Back in May, we wrote about Joint Venture Silicon Valley Network and the San Mateo County Telecommunications Authority looking into providing wireless internet connections for all of the Peninsula. Unfortunately, the COW-riffic idea has been put on hold. Originally, Palo Alto and San Carlos were to be the guinea pigs, with the plans to include the rest of Silicon Valley at a later date. The problem? Money. Apparently it would require around $500,000 to build the infrastructure to test the two proposed cities. Only one company, Cisco, is volunteering to step forward and chip in. All others seem to be backing away. The idea of using advertisements as the source of financial support for the network has been dropped. Instead they are now looking to cities to pay for municipal uses, such as 911 response systems, wireless meters, etc. Cities are unwilling to commit to buying these services until they see a test run. But investors won’t pay for the test runs until cities commit. Many smaller communities, such as Milpitas and East Palo Alto, have begun to take it upon themselves to have wireless internet instead of waiting for something on a regional level to actually happen. Perhaps Woodside should do the same!

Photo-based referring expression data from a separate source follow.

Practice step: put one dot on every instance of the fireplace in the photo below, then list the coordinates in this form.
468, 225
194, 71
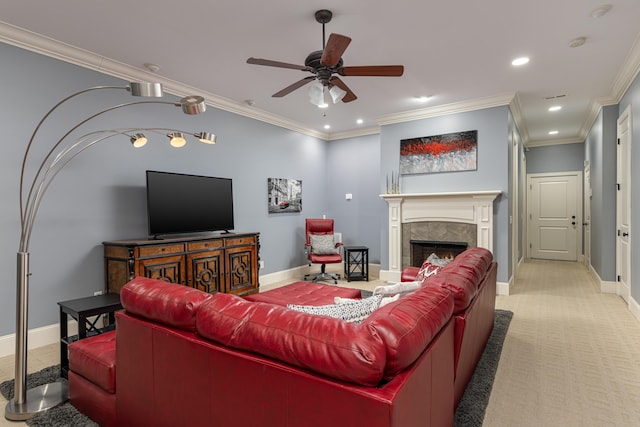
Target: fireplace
448, 216
445, 234
422, 249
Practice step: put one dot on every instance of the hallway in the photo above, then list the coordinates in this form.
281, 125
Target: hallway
571, 355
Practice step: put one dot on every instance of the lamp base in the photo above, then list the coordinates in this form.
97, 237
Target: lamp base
39, 399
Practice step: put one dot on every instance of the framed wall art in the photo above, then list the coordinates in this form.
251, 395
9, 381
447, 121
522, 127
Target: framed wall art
284, 195
451, 152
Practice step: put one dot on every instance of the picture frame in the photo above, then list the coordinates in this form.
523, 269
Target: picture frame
284, 195
451, 152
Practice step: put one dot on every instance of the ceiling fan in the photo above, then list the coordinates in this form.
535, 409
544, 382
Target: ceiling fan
323, 64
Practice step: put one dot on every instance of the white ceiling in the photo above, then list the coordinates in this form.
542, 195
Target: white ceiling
457, 51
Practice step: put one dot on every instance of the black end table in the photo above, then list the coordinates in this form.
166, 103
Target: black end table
356, 263
81, 310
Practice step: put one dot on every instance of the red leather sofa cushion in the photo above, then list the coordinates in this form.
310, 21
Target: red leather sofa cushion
409, 274
328, 346
408, 325
94, 402
168, 303
95, 359
304, 293
461, 276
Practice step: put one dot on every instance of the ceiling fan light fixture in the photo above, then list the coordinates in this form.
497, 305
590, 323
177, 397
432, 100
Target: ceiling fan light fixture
176, 139
316, 94
337, 94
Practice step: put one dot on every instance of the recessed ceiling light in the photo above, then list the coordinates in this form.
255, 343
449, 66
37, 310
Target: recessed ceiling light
599, 12
520, 61
577, 42
154, 68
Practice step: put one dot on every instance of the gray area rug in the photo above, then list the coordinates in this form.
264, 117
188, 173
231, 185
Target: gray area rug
474, 401
469, 413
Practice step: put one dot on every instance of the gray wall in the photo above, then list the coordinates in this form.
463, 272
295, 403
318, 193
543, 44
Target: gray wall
555, 158
354, 167
101, 194
492, 173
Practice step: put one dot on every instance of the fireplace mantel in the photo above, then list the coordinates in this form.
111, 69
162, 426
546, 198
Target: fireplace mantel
473, 207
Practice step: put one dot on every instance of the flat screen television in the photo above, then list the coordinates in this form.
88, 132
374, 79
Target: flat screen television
187, 204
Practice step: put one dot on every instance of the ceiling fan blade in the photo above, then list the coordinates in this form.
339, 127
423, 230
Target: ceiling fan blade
350, 96
336, 45
373, 70
270, 63
287, 90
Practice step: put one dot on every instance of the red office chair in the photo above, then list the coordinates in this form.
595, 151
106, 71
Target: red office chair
321, 247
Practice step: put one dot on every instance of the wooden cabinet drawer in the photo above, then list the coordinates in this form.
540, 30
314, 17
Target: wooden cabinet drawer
199, 246
238, 241
146, 251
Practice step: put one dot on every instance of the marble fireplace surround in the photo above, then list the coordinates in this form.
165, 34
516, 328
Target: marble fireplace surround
474, 207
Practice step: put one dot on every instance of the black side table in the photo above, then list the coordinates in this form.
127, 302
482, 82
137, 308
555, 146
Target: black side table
356, 263
81, 310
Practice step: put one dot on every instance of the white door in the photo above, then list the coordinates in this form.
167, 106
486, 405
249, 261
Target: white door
587, 214
555, 209
623, 205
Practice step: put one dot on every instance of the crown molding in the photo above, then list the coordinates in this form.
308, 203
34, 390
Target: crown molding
441, 110
626, 75
558, 141
37, 43
373, 130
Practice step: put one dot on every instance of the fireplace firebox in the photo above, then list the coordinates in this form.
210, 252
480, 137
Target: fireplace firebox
421, 249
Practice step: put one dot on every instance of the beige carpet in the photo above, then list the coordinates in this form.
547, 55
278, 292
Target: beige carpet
571, 356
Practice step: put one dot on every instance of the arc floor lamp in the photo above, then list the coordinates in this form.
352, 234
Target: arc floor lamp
27, 403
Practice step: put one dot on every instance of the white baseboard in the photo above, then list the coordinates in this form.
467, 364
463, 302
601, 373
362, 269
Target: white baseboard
37, 337
634, 307
503, 288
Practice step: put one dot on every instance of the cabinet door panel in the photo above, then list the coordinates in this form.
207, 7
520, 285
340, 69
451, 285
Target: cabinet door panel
242, 270
205, 271
169, 269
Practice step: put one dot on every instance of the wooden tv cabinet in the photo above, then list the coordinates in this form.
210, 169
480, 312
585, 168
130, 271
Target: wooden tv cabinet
226, 262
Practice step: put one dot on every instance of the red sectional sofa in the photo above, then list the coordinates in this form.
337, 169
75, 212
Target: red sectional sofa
471, 278
184, 357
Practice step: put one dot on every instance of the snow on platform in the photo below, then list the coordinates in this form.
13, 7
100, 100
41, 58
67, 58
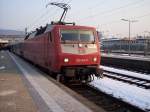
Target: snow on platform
129, 93
127, 56
126, 72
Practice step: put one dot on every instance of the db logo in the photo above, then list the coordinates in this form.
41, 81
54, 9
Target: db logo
81, 60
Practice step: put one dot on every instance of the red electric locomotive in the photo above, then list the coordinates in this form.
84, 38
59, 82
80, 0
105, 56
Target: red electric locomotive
68, 51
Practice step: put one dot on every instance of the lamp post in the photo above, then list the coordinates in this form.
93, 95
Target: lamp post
146, 43
130, 21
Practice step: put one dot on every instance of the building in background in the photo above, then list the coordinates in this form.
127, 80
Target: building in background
138, 45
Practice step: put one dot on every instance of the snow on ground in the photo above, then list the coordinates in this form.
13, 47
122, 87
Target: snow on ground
138, 57
126, 72
126, 92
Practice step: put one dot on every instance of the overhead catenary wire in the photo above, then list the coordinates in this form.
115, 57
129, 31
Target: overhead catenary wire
110, 10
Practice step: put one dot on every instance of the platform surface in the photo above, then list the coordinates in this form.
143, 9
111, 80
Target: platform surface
14, 96
126, 56
24, 89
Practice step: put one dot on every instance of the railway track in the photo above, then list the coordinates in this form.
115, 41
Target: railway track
109, 103
143, 83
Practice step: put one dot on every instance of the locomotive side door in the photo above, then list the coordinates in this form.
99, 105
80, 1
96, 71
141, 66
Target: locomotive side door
48, 51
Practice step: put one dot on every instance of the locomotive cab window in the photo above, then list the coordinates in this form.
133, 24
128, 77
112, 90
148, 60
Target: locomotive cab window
77, 36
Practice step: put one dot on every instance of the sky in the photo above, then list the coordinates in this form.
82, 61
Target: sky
104, 15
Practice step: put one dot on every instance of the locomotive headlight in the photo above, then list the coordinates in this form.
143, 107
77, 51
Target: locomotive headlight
66, 60
94, 59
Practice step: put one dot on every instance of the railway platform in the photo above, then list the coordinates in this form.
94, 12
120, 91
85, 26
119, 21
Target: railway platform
132, 62
25, 89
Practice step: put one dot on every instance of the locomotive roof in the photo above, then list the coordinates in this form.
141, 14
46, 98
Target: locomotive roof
49, 27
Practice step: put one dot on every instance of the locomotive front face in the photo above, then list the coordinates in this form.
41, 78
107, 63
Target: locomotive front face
79, 47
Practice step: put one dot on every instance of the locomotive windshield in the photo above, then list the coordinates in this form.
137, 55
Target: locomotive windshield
77, 35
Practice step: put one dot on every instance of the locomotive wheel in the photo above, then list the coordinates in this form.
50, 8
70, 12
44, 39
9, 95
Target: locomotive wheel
60, 78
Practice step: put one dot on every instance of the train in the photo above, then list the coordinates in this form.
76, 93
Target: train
68, 51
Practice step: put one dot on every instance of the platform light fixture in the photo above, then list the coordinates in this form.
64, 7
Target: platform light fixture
130, 21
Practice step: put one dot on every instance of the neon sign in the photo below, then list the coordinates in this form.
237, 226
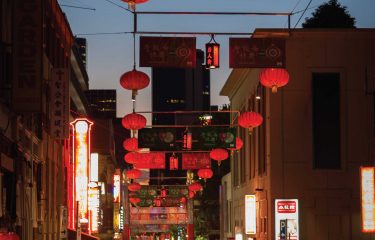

Another area that Joint Venture Silicon Valley Network is moo-ving forward on however is cell phones. Their goal is to find and fix “dead spots” in service from San Jose to San Mateo. Like the wireless initiative, it won’t be easy. Everyone here in Woodside knows that often neighbors of sites where new cell towers are proposed are not “receptive” to the idea. But according to the Redwood Daily news article, “Joint Venture’s leaders say they’re making progress “one dead zone at a time.” Over time, they hope to allay fears and convince local leaders that a better cell phone infrastructure is important for the region’s economy and security.” And apparently our very own “drop” zone along Sand Hill Road is widely known as even Joint Venture President Russell Hancock has pointed out that “You’ve got an executive who has no problem talking on cell phones in Mongolia, and the next week he’s on Sand Hill Road trying to close a deal and he loses his signal.”
With cell towers now designed to look like barns, trees and other view friendly designs, we hope the Council will be supportive of needed cell towers as well as the wireless internet. COWs should have the same access to the 21st century as our neighbors have.